Rapid real-time PCR assays for detecting Salmonella in raw and ready-to-eat meats

Authors: Patel, Jitu; Bhagwat, Arvind

Submitted to: Acta Veterinaria
Publication Type: Peer Reviewed Journal
Publication Acceptance Date: 2/14/2008
Publication Date: 10/1/2008
Citation: Patel, J.R., Bhagwat, A.A. 2008. Rapid real-time PCR assays for detecting Salmonella in raw and ready-to-eat meats. Acta Veterinaria Hungarica 56(4):451-458.

Interpretive Summary: Salmonella is one of the most frequent foodborne bacteria responsible for more than 1 million outbreaks and 500+ deaths every year in the United States. The detection of Salmonella is still primarily based on traditional culture methods recommended by the regulatory agencies that take several days to complete. A number of rapid alternative methods for detection of Salmonella from foods has been developed, including immunological and polymerase chain reaction (PCR) methods. Molecular Beacon probes and TaqMan probes are commonly used in PCR chemistry for the real-time detection of target bacteria. We optimized a molecular beacon real-time PCR assay for rapid (10-h) detection of Salmonella in meats. Raw (chicken, pork) and ready-to-eat (RTE) meats were artificially contaminated with Salmonella enterica serovar Typhimurium at the estimated level of 2 to 4 cells per 25 g. After 8 h of pre-enrichment in buffered peptone water, molecular beacon-based PCR assay was performed to detect contamination in raw and RTE meats. Comparative evaluation of USDA procedure with rapid PCR assay for meat samples (n=63) revealed 1 false negative pork sample with PCR assay. All uninoculated controls (n=34) but one sample were negative by both, 10-h PCR assay and USDA procedure. Developing rapid pathogen detection methods with shorter pre-enrichment times (8-h) and real-time data monitoring capabilities will benefit the industry in preventing recall of contaminated meats by stopping the contaminated products from being introduced into the marketplace.

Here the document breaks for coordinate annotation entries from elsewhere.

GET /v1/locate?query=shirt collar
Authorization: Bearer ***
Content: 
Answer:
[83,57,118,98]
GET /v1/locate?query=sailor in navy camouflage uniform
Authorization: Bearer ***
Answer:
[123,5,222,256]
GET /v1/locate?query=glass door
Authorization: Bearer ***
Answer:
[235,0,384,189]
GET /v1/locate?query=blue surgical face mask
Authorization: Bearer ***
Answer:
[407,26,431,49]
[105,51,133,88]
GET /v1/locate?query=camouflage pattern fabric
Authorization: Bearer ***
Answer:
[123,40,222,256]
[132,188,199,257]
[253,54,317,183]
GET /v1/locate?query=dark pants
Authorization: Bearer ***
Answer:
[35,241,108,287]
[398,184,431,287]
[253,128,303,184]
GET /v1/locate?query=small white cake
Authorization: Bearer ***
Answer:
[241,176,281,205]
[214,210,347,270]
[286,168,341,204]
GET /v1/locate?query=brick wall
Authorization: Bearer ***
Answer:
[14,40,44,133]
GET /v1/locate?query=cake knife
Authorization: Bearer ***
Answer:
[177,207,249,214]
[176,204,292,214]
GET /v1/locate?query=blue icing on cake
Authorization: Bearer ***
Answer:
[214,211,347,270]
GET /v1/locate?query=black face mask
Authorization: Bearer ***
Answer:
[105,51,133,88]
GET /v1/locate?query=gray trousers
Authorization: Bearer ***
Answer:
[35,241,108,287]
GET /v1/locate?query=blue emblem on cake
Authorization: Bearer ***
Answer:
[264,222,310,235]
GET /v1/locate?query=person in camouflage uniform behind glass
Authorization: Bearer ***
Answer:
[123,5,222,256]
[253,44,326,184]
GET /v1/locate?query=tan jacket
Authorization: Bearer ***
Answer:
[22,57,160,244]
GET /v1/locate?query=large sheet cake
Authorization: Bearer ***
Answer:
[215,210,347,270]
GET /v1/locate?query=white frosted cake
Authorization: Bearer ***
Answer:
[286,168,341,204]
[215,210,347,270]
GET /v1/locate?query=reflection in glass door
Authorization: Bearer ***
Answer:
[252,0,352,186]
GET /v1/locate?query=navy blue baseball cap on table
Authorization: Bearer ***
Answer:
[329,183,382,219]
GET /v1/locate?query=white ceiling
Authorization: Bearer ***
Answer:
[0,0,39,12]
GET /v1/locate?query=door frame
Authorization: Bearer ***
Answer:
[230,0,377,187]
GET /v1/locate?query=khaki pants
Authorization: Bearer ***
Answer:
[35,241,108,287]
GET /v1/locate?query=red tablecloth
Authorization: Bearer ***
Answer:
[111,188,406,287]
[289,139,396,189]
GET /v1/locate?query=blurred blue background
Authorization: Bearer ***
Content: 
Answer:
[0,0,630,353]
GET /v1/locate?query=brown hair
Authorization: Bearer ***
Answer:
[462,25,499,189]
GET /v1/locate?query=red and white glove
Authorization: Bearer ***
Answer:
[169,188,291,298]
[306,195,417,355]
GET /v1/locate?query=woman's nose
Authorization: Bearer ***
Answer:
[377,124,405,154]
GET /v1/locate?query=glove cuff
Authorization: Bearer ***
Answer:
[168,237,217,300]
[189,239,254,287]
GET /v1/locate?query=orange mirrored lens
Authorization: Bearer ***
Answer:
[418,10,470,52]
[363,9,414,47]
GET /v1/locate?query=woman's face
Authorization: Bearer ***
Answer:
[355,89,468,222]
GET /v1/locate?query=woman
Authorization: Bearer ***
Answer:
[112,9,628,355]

Technical Abstract: A real-time PCR assay based on molecular beacon technologies was evaluated for the rapid detection of Salmonella in meats following 8h enrichment. Raw (chicken, pork) and ready-to-eat (RTE) meats were artificially contaminated with Salmonella enterica serovar Typhimurium at the estimated level of 2 to 4 cells per 25 g. After 8 h of pre-enrichment in buffered peptone water, molecular beacon-based PCR assay was performed to detect contamination in raw and RTE meats. The sensitivity and accuracy of the assay were compared with the conventional USDA microbiological procedure. Comparative evaluation of USDA procedure with rapid PCR assay for meat samples (n=63) revealed 1 false negative pork sample with PCR assay. All uninoculated controls (n=34) but one sample were negative by both, 10-h PCR assay and USDA procedure. Developing rapid pathogen detection methods with shorter pre-enrichment times (8-h) and real-time data monitoring capabilities will benefit the industry in preventing recall of contaminated meats by stopping the contaminated products from being introduced into the marketplace.